Thursday, April 23, 2009

Skating Through Life


I roller-skated to school one day when I was in Mrs. Jones' first grade class. I was waiting by my classroom door when I noticed how very tall I felt. I wondered, as I thought about my tallness, how I would be different when I was grown up.

It is one of those solid moments that has served as something of a gauging memory for the rest of my life. I've realized from age to age that I haven't changed a bit. I felt, in first grade, that if someone would give me a job, I could pretty much take care of myself if necessary. I was me and that's all it would take.

That's pretty adult thinking, I guess, but I don't really think we ever were children in our own heads. I think we've just always been "us" placed in a changing package. The thing is, we don't see the changes. I feel like the very same person I was when I was standing on my skates outside of my classroom. I'm still looking out at the world like I always did and my thoughts, I think, were every bit as complex then as they are today.

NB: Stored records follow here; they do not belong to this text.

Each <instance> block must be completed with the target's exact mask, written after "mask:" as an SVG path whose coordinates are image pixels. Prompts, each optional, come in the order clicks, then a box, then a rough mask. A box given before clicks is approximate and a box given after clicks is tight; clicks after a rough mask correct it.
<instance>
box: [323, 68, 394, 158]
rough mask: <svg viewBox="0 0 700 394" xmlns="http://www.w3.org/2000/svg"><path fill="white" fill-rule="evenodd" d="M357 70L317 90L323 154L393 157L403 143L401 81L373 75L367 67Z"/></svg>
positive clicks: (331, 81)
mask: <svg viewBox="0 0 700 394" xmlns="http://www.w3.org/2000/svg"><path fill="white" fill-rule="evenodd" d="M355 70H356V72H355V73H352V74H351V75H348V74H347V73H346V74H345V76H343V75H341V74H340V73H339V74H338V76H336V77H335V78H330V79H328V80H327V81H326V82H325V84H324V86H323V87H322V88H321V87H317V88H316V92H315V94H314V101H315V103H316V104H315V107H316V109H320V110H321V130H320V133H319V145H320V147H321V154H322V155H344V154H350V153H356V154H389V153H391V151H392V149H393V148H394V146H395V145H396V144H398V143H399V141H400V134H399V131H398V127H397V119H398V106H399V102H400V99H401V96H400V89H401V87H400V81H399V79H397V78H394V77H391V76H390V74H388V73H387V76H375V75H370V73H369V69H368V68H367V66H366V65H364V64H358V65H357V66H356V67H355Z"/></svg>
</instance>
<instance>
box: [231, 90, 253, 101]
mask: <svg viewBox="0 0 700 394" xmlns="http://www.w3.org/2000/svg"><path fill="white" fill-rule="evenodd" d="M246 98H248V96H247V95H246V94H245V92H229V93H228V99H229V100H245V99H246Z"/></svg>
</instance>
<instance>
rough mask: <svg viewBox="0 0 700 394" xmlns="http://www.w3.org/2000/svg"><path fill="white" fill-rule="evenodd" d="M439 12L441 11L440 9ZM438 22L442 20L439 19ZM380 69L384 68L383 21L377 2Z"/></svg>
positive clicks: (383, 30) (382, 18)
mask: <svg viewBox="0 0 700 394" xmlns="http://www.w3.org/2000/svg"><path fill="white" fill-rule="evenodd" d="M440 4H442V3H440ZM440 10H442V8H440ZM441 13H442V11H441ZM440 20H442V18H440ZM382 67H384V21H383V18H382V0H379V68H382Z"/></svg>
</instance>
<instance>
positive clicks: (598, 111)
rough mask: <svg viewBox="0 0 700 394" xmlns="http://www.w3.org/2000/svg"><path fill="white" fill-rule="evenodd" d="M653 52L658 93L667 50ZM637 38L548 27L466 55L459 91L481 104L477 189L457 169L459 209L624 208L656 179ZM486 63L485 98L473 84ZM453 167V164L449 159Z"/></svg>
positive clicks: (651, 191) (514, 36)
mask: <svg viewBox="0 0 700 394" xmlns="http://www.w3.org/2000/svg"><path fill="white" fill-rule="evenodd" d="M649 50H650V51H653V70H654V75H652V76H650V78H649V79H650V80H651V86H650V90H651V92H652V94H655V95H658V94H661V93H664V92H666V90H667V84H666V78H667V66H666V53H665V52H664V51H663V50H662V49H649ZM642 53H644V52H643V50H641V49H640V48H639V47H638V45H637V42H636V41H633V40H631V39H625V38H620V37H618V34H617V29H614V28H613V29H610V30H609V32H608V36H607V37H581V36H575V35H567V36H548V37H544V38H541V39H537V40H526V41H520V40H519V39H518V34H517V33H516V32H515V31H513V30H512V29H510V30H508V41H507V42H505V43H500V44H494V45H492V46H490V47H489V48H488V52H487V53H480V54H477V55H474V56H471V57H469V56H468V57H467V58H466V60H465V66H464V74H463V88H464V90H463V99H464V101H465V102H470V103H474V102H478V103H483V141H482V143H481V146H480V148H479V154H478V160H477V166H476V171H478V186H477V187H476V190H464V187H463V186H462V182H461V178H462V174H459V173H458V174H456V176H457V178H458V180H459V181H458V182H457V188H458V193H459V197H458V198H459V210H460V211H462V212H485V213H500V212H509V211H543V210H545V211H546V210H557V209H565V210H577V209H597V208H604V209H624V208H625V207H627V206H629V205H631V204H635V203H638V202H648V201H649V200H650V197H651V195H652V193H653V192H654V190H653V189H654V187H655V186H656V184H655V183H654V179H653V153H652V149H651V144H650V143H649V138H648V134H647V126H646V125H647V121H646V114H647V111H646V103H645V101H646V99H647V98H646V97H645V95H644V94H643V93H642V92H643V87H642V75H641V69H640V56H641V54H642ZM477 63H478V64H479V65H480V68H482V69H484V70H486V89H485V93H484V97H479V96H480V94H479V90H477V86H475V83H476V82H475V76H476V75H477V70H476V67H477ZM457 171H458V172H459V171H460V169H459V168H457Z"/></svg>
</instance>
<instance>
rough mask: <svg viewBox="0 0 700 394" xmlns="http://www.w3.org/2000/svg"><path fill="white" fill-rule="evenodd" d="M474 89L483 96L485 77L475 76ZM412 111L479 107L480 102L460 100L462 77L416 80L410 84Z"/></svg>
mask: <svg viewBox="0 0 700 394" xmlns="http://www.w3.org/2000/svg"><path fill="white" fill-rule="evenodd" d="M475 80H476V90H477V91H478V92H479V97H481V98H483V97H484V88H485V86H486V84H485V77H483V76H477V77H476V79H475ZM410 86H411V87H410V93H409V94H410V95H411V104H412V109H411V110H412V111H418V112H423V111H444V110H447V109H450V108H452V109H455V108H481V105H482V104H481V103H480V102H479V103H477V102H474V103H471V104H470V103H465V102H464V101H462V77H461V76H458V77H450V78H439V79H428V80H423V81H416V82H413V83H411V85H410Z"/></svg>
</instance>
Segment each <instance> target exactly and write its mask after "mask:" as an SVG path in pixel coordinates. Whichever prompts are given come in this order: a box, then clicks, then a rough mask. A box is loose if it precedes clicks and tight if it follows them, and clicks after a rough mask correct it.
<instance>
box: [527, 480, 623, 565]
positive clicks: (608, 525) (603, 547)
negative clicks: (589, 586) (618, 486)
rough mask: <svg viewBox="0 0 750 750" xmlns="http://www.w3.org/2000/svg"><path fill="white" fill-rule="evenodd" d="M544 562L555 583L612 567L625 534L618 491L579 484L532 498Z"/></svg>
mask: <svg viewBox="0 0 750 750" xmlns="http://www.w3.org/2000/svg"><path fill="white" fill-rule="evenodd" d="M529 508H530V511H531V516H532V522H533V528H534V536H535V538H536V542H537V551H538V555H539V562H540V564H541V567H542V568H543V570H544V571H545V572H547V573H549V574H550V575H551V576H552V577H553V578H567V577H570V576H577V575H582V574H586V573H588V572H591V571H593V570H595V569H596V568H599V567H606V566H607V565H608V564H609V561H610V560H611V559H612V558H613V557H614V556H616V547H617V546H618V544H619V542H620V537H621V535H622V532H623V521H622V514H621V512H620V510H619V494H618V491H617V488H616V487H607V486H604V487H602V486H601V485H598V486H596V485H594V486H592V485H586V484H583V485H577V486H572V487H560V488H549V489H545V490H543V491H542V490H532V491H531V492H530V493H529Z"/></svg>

I wasn't watching me change, either. I was watching the world.

Today I'm still the same person I was when I was six. What I do wonder, now, is when people stopped laughing when I tripped and fell and started wringing their hands? I wish they'd still laugh because it is still funny even if it hurts a little longer. People, I guess, are looking at the packaging and not me anymore.

I look at my four and six-year-old granddaughters and find myself realizing that they undoubtedly are experiencing the same things as I have. They are first, and foremost, people. They are not aware that their thinking is immature. We underestimate children alot, I suppose, because we don't remember like we should. But I also think that people underestimate us, the older packages, for the same reason. Everyone should remember that we, too, are the very same person we were when we were six or twenty-one or fifty. I want to be remembered that way. Not as a six-year-old, but simply as a person who is as viable as anyone else. And someone who looks just as funny when she walks into the edge of a door.

2 comments:

Anne said...

I love your blog! My dad sent me a link to it the other day and I am a faithful reader of the past 4 days :). Your entries are so thoughtful and thought provoking -- very refreshing.

Linda Aukschun said...

You are delightful. Thanks you for the feedback. I love you. I understand that your mother is going to be spending some good time with you this summer? Lucky you, lucky her.